To illustrate that minimal difference sometimes has a negative effect we will apply it to a very simple synthetic “model” – simulation of the exponential function:

[12]:

timepoints = np.linspace(0, 10, 11)
function = np.exp

simulation = timepoints
sigma = np.full(len(timepoints), 1)

# Create synthetic data as the exponential function of timepoints
data = function(timepoints)

spline_ratio = 1 / 2
n_spline_pars = int(np.ceil(spline_ratio * len(timepoints)))


par_type = "spline"
mask = [np.full(len(simulation), True)]

inner_parameters = [
    SplineInnerParameter(
        inner_parameter_id=f"{par_type}_{1}_{par_index+1}",
        inner_parameter_type=InnerParameterType.SPLINE,
        scale=LIN,
        lb=-np.inf,
        ub=np.inf,
        ixs=mask,
        index=par_index + 1,
        group=1,
        observable_id="observable_1",
    )
    for par_index in range(n_spline_pars)
]

inner_problem = SemiquantProblem(
    xs=inner_parameters, data=[data], edatas=None, spline_ratio=spline_ratio
)

options = {
    "minimal_diff_on": {
        "min_diff_factor": 1 / 2,
    },
    "minimal_diff_off": {
        "min_diff_factor": 0.0,
    },
}
inner_solvers = {}
results = {}

for minimal_diff, option in options.items():
    inner_solvers[minimal_diff] = SemiquantInnerSolver(
        options=option,
    )
    print(f"Using {minimal_diff} options: {option}")

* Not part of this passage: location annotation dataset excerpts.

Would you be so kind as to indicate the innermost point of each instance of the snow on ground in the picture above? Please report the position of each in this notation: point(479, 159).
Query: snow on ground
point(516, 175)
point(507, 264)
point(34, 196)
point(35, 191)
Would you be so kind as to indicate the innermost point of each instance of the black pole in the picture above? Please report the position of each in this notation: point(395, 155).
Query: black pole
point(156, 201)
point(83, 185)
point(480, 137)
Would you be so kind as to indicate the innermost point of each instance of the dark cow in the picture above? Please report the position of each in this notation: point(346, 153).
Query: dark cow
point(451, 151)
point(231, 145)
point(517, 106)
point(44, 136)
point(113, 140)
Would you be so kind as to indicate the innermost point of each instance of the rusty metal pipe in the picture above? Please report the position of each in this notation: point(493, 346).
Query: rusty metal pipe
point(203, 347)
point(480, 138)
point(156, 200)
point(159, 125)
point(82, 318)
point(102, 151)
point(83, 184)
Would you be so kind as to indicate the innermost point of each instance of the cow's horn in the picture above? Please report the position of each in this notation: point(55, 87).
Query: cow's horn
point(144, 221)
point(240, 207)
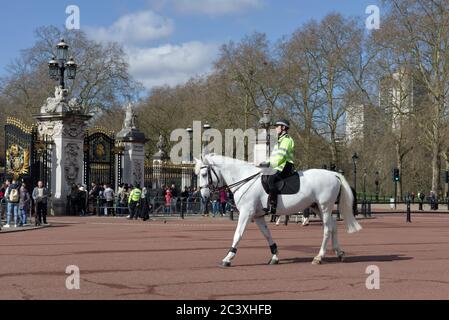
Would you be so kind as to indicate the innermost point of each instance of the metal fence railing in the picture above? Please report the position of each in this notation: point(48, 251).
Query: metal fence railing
point(151, 206)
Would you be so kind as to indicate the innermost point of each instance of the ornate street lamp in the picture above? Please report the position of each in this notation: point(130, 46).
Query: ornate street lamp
point(364, 183)
point(377, 185)
point(71, 68)
point(190, 132)
point(53, 68)
point(59, 64)
point(206, 128)
point(62, 50)
point(265, 123)
point(355, 157)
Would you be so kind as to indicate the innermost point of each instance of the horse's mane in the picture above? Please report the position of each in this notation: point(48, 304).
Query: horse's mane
point(220, 160)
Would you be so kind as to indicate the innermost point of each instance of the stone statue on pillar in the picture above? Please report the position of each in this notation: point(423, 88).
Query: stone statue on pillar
point(134, 143)
point(64, 123)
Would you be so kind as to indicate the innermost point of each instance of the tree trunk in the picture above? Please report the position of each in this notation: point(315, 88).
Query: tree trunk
point(436, 162)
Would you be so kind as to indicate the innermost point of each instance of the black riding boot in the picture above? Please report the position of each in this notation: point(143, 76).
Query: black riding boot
point(272, 203)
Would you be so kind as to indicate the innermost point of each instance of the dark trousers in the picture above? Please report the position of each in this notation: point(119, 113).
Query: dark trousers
point(41, 212)
point(110, 207)
point(133, 210)
point(274, 179)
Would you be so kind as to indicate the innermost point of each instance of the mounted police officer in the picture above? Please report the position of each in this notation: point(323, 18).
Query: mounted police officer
point(281, 161)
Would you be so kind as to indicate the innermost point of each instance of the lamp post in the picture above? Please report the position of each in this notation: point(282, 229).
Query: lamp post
point(377, 185)
point(265, 123)
point(60, 64)
point(355, 157)
point(364, 184)
point(190, 132)
point(206, 128)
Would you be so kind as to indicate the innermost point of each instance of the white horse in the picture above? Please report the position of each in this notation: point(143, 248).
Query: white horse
point(318, 187)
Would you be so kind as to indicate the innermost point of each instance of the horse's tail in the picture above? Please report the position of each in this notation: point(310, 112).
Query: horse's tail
point(346, 206)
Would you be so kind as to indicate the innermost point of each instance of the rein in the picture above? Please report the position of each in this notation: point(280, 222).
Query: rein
point(237, 184)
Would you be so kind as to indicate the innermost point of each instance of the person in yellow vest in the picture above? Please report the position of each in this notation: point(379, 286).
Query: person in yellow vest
point(281, 161)
point(133, 202)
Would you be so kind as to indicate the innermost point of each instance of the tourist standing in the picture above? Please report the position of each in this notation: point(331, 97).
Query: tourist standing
point(40, 197)
point(133, 202)
point(24, 204)
point(2, 201)
point(168, 200)
point(109, 196)
point(12, 195)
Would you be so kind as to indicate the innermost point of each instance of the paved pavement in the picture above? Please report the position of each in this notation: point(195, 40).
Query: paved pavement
point(175, 259)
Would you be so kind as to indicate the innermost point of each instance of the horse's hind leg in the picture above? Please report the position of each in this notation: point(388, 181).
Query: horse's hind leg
point(328, 227)
point(241, 226)
point(335, 245)
point(262, 224)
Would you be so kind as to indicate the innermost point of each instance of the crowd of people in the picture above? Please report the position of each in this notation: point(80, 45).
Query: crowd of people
point(18, 203)
point(134, 203)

    # Solve the inner problem to obtain the optimal spline
    results[minimal_diff] = inner_solvers[minimal_diff].solve(
        problem=inner_problem,
        sim=[simulation],
        amici_sigma=[sigma],
    )

    plot_splines_from_inner_result(
        inner_problem,
        inner_solvers[minimal_diff],
        results[minimal_diff],
        sim=[simulation],
    )
    plt.show()

Using minimal_diff_on options: {'min_diff_factor': 0.5}

../_images/example_semiquantitative_data_31_1.png

Using minimal_diff_off options: {'min_diff_factor': 0.0}

../_images/example_semiquantitative_data_31_3.png

The optimized spline for the case with enabled minimal difference is performing much worse even if we use a non-extreme min_diff_factor value. This is due to the relative flatness of the data with respect to the true model output.

The minimal difference is determined as

\[\text{min diff} = \text{min diff factor} \cdot \frac{\text{measurement range}}{\text{n inner pars}}\]

so for nonlinear-monotone functions which are relatively flat on some intervals, it is best to keep the minimal difference disabled.

As the true output (e.g. observable simulation of the model with true parameters) is mostly a-priori not known, it’s hard to know whether the minimal difference is going to have a bad or good effect on the optimization. So a good heuristic is to run for different values of min_diff_factor and compare results.